In 1998, A UN report claimed that a large segment of the cocoa labour force in Cote d’Ivoire is made up of enslaved children from neighbouring African countries. This revelation and a few others lead to political pressure being put on ‘Big Chocolate.’ Soon after, the issue lead to the signing of the Harkin-Engel Protocol by the major chocolate companies such as Nestle and Cadbury. Mediated by U.S. Representative Eliot Engel and Senator Tom Harkin, the corporations involved agreed to a number of conditions including:
– Acknowledging the issue of child labour in their businesses and now promising to address it
– By 2001, form an advisory group that will look into possible remedies for the elimination of the worst forms of child labour
– By 2002, establish a non-profit foundation that will bring together both industry and non industry professionals to help
– Develop certification and standards that make sure that the goods produced are not the result of such forms of labour
Chocolate exporters and manufacturers say the recent civil war in Cote d’Ivoire and its aftermath have hampered their efforts to eradicate child labour.

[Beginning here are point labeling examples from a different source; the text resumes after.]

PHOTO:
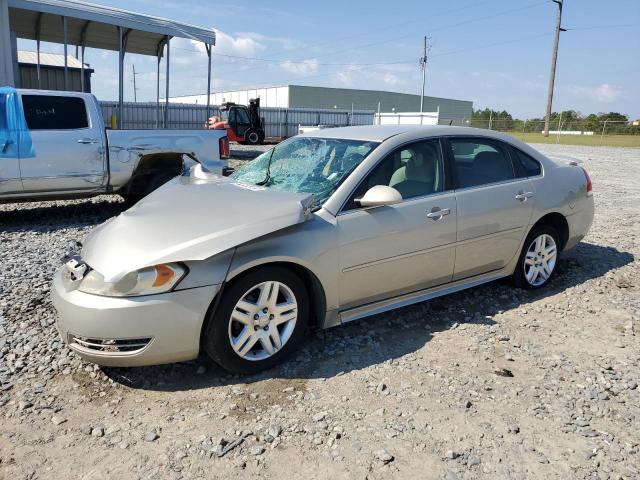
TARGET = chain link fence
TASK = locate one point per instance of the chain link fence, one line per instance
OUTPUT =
(560, 127)
(279, 122)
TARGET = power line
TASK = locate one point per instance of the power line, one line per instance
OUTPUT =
(454, 52)
(445, 27)
(554, 59)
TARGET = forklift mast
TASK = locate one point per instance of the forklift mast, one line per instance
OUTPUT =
(254, 113)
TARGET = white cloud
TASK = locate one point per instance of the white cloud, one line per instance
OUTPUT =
(370, 77)
(306, 67)
(603, 93)
(240, 45)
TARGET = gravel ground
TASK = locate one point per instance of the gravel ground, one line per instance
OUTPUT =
(488, 383)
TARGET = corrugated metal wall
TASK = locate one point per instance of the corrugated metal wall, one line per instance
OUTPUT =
(279, 122)
(52, 78)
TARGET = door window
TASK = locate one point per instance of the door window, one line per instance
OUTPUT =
(480, 162)
(44, 112)
(414, 170)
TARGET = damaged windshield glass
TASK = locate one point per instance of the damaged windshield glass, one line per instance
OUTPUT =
(306, 165)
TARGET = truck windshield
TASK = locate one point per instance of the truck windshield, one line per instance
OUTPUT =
(306, 165)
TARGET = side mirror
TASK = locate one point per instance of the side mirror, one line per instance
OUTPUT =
(380, 195)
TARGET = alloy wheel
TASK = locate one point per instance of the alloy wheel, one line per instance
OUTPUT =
(540, 259)
(263, 320)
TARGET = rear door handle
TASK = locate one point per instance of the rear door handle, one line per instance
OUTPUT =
(437, 213)
(522, 196)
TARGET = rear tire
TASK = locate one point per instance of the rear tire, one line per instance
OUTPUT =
(538, 258)
(261, 319)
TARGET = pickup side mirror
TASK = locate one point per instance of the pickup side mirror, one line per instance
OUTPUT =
(380, 195)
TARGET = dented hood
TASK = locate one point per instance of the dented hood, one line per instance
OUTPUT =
(190, 219)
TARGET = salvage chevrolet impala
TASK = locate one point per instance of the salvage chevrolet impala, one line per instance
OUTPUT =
(322, 229)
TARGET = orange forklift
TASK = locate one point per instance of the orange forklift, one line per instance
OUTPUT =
(243, 124)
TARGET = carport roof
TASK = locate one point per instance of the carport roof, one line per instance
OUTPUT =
(145, 33)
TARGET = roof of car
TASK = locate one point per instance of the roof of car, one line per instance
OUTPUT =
(380, 133)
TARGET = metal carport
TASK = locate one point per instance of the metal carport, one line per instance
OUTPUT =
(72, 22)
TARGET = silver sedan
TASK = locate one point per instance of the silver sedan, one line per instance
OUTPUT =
(322, 229)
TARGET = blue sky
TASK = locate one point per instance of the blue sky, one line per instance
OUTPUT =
(493, 52)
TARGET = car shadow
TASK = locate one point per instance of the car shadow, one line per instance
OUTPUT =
(59, 215)
(384, 337)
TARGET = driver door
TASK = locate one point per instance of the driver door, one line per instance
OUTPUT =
(392, 250)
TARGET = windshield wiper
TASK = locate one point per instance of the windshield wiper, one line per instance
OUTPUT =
(268, 174)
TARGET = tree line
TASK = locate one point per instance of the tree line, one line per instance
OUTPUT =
(616, 123)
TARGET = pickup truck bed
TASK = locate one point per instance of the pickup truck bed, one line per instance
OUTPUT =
(73, 155)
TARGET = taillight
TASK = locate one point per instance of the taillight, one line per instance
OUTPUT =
(223, 145)
(589, 184)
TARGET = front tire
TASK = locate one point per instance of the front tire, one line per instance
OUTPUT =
(261, 319)
(538, 258)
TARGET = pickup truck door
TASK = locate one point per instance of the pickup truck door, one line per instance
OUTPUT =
(68, 144)
(9, 154)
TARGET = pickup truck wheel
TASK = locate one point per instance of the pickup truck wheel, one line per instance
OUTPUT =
(261, 319)
(157, 181)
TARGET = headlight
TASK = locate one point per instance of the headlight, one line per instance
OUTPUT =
(146, 281)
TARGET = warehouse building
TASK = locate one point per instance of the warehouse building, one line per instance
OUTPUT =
(300, 96)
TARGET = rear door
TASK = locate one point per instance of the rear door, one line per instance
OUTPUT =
(494, 205)
(390, 250)
(69, 154)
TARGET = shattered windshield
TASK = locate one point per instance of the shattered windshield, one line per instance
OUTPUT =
(306, 165)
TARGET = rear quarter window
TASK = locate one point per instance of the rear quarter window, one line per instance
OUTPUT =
(529, 165)
(54, 112)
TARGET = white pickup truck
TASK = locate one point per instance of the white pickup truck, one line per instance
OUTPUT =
(73, 155)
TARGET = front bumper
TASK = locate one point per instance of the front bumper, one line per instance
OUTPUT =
(134, 331)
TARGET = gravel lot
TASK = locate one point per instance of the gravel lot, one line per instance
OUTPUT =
(488, 383)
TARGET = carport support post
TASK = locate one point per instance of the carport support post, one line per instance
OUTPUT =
(120, 76)
(83, 42)
(207, 46)
(38, 24)
(66, 67)
(166, 94)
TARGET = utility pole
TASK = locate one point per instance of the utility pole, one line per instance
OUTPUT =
(554, 59)
(135, 89)
(423, 66)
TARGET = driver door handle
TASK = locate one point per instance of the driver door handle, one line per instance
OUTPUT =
(437, 213)
(522, 195)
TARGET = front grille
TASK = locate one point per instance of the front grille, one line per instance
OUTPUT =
(109, 345)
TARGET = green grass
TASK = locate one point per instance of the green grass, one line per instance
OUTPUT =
(606, 141)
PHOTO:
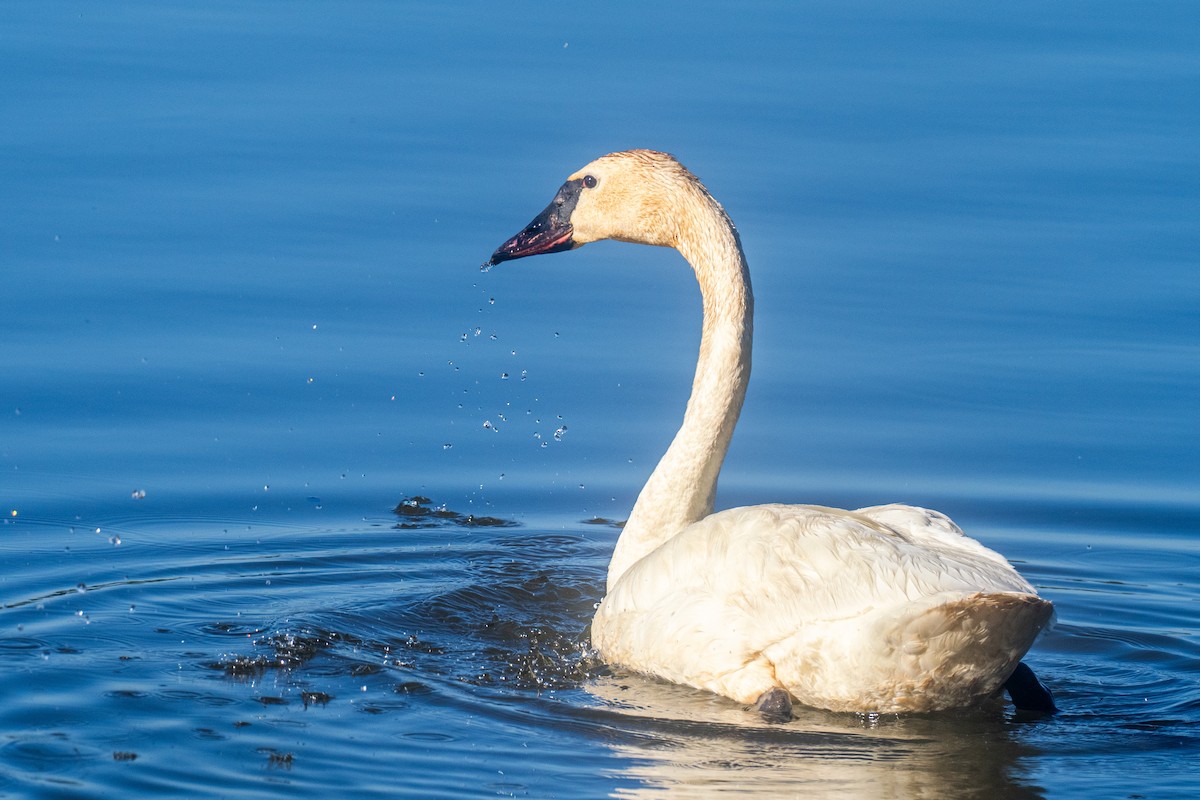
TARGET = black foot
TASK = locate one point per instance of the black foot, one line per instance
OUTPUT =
(775, 705)
(1027, 692)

The results of this agreement fall far short of reality. A 2011 study by Tulane University found that major partners in this deal had made few strides in many of the proposed goals. For example, the certification process that was to make sure that the products were properly made is still being implemented across all companies and is still much too vague to make an impact. Another issue is that there have been no real attempts made at formulating remedies against the illegal practices of enslaving children and selling them into forced cocoa labour camps.
Chocolate exporters and manufacturers say the recent civil war in Cote d’Ivoire and its aftermath have hampered their efforts to eradicate child labour. They also point out the fact that they have all pledged 2 million dollars to fund a new project to help identify proper regulations that are in line with international labour order standards.
Critics are unimpressed, pointing out the fact that this donation is miniscule in size, especially when one considers that the marketing budget of each individual company is well over a billion dollars. Certain activists hope that these negotiations and funding will help fuel the rise of fair trade chocolate, or at the very least chocolate that shows consumers through labels that they were made through a proper process.